The MacIver Institute recently published an article sharing the irony that so many of Wisconsin schools and school districts “met, exceeded, or significantly exceeded expectations,” according to the Department of Public Instruction, while only 27% of students are proficient in ELA and 27.5% are proficient in math. In other words, somehow most of our students are failing this important benchmark, yet the state believes the vast majority of schools and districts are doing a good job.
Here we take a deeper dive into the report cards and the data used to arrive at these curious and suspect grades from the Department of Public Instruction.
According to DPI, their report cards are calculated based on a formula taking into account the following metrics: achievement, growth, target group outcomes, and on-track to graduation. These report cards are given to public schools, choice schools, and school districts. See the screenshot below for how DPI defines each of these categories.
Each area is weighted differently by district and school (for example, some schools place a heavier emphasis on growth or achievement). It is unclear how DPI determines the weight assigned to different districts for their scores.

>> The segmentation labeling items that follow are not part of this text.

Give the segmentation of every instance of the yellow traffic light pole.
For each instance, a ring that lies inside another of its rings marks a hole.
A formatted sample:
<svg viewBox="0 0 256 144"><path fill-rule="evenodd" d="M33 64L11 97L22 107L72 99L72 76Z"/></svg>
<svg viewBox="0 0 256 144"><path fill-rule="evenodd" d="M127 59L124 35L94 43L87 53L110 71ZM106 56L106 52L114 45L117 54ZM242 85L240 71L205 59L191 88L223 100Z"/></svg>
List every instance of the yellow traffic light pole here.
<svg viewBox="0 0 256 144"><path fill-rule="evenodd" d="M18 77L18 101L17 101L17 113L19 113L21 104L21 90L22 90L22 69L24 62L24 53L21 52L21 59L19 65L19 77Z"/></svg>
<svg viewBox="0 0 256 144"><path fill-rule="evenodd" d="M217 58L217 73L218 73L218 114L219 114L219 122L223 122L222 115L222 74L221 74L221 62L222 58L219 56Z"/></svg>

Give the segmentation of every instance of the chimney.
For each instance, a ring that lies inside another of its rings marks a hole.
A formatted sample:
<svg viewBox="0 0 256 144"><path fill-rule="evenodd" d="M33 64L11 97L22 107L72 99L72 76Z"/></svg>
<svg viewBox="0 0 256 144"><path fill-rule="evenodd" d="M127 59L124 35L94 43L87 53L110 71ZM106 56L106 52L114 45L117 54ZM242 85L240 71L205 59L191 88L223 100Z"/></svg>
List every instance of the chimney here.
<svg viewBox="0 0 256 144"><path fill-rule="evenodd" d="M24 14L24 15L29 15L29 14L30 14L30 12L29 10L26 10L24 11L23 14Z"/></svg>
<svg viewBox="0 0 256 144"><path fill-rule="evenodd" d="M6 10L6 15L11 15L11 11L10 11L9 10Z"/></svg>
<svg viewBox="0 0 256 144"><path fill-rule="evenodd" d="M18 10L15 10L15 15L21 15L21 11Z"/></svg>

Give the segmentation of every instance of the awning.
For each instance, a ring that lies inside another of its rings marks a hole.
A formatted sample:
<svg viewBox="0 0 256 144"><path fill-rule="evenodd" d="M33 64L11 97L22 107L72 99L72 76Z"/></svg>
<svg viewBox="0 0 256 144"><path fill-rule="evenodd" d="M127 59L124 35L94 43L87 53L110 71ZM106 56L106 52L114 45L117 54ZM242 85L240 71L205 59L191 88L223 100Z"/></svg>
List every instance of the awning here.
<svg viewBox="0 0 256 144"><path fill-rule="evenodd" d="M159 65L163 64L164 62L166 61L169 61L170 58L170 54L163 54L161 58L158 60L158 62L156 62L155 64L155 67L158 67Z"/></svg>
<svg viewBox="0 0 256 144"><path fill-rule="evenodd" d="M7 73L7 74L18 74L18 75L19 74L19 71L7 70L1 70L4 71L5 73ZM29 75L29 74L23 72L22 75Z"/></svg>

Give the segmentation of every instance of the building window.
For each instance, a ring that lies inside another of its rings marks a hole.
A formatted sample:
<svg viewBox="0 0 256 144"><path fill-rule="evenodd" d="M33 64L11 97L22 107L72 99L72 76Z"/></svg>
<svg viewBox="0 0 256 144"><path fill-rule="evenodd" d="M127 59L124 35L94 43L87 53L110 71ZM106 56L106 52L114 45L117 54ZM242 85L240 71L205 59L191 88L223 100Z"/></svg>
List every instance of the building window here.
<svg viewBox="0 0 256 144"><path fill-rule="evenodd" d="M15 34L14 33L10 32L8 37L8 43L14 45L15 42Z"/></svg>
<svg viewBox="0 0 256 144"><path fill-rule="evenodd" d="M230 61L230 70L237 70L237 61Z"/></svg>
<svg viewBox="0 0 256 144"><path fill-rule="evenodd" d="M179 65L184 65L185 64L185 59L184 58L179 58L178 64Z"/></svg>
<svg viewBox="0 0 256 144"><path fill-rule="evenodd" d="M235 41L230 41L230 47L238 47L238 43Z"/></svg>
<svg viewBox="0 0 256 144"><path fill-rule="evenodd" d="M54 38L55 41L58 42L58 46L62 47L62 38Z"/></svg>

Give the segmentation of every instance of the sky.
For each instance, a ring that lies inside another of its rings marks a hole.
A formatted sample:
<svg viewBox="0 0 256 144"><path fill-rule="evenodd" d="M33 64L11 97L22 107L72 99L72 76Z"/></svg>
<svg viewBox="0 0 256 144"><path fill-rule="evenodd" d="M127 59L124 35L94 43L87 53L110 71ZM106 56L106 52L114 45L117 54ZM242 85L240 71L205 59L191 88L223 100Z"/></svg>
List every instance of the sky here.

According to DPI, “The Closing Gaps priority area of the report card has been replaced by the Target Group Outcomes priority area to make the measure more reliable, inclusive, and actionable for schools and districts. Target Group Outcomes focuses students in roughly the bottom quartile (25%) of performance based on the prior year’s test results. This priority area is scored using a multiple measure system from other priority areas – achievement, value-added growth, chronic absenteeism, and attendance or graduation rates.” This change was apparently made without the opportunity for public or legislative input.
2020-2021 Report Card Scale. Source: Department of Public Instruction
Worst Schools in Wisconsin
All twenty of the districts receiving the lowest scores in the 2020-2021 report cards received a “fails to meet expectations” mark. A total of 73 Wisconsin schools and two Wisconsin school districts failed to meet expectations. 13 out of the 20 lowest-scoring schools are in the Milwaukee Public School District.
As the MacIver Institute pointed out in our original article on the district report cards, the grading scale used to evaluate districts and schools is unusually lax. It should also be noted that without any public notice or comment, DPI changed the grading scale this year and made the curve easier for a school to receive a passing grade. In the last report card, in order for a school district or school to qualify as having “Exceeds Expectations”, a minimum score of 73 was required. Now, the minimum score to reach exceeding expectations is 70, a full three points lower. The minimum score to reach the supposed satisfactory level, in traditional grading terms the “C” level, was reduced from 63 to 58.
Best Schools in Wisconsin
Conversely, all of Wisconsin’s top twenty scoring schools scored as exceeding expectations. A total of 324 schools and 39 Wisconsin school districts exceeded expectations in the 2020-2021 reporting period. Among the twenty best schools in the state, there appears to be no strong trend as it relates to district or location in the state.
All of this data is publicly available on DPI’s website.